US federal bank regulatory agencies have approved a new rule ordering banks to notify their primary federal regulators of significant computer-security incidents within 36 hours.

Banks are only required to report major cyberattacks if they have or will likely impact their operations, the ability to deliver banking products and services, or the US financial sector's stability.

Bank service providers will also have to notify customers "as soon as possible" if a cyberattack has materially affected or will likely affect the customers for four or more hours.

Examples of incidents that need to be reported under the new rule include large-scale distributed denial of service attacks that disrupt customer account access to banking services or computer hacking incidents that takedown banking operations for extended periods of time.

"Computer-security incidents can result from destructive malware or malicious software (cyberattacks), as well as non-malicious failure of hardware and software, personnel errors, and other causes," the Computer-Security Incident Notification Final Rule explains (PDF).

"Cyberattacks targeting the financial services industry have increased in frequency and severity in recent years.
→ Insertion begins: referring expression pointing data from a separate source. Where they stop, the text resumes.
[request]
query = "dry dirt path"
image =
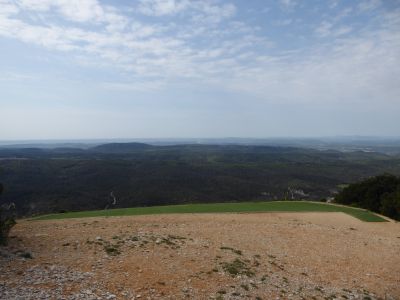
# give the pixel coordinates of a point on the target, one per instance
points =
(203, 256)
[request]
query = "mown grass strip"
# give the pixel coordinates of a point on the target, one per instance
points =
(274, 206)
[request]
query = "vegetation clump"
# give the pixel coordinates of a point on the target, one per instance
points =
(238, 252)
(237, 267)
(379, 194)
(7, 220)
(112, 250)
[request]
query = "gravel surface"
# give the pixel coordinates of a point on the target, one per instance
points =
(203, 256)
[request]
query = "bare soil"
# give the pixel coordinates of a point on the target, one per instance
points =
(203, 256)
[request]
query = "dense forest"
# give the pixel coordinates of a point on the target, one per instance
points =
(380, 194)
(71, 179)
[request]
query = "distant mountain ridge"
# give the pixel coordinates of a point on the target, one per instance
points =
(120, 147)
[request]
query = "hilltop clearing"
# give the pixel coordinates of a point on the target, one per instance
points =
(203, 256)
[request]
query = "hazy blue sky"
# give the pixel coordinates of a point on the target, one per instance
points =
(209, 68)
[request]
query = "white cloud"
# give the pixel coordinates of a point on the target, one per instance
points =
(288, 4)
(162, 7)
(369, 5)
(234, 56)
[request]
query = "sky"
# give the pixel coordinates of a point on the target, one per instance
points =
(82, 69)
These cyberattacks can adversely affect banking organizations' networks, data, and systems, and ultimately their ability to resume normal operations."

Compliance required by May 2022

The final rule issued by the Federal Deposit Insurance Corporation (FDIC), the Board of Governors of the Federal Reserve System (Board), and the Office of the Comptroller of the Currency (OCC) will take effect on April 1, 2022, with full compliance extended to May 1, 2022.

"The FDIC will provide supervised institutions logistics for FDIC notification in early 2022," the Federal Deposit Insurance Corporation (FDIC) said on Thursday.

The new cyberattack reporting rule is designed to boost banking supervisors' awareness of emerging threats to banking orgs and the broader US financial system. 

This, in turn, will allow the federal bank regulatory agencies to react to these increasing and accumulating threats before they will become systemic.

"The final rule seeks to allow the banking supervisors to be informed of the most significant cyberattacks in a timely fashion while avoiding unnecessarily difficult or time-consuming reporting obligations," said FDIC Chairman Jelena McWilliams.

"The final rule therefore does not require an assessment of the incident to fulfill the notification requirement."

This month, US lawmakers have also introduced new legislation (the Ransomware and Financial Stability Act) that aims to set ransomware attack response "rules of road" for US financial institutions.

If signed into law, this newly introduced bill will require US financial orgs impacted by ransomware attacks to notify the Director of the Treasury Department's Financial Crimes Enforcement Network (FinCEN) with details on the attack and associated ransom demands.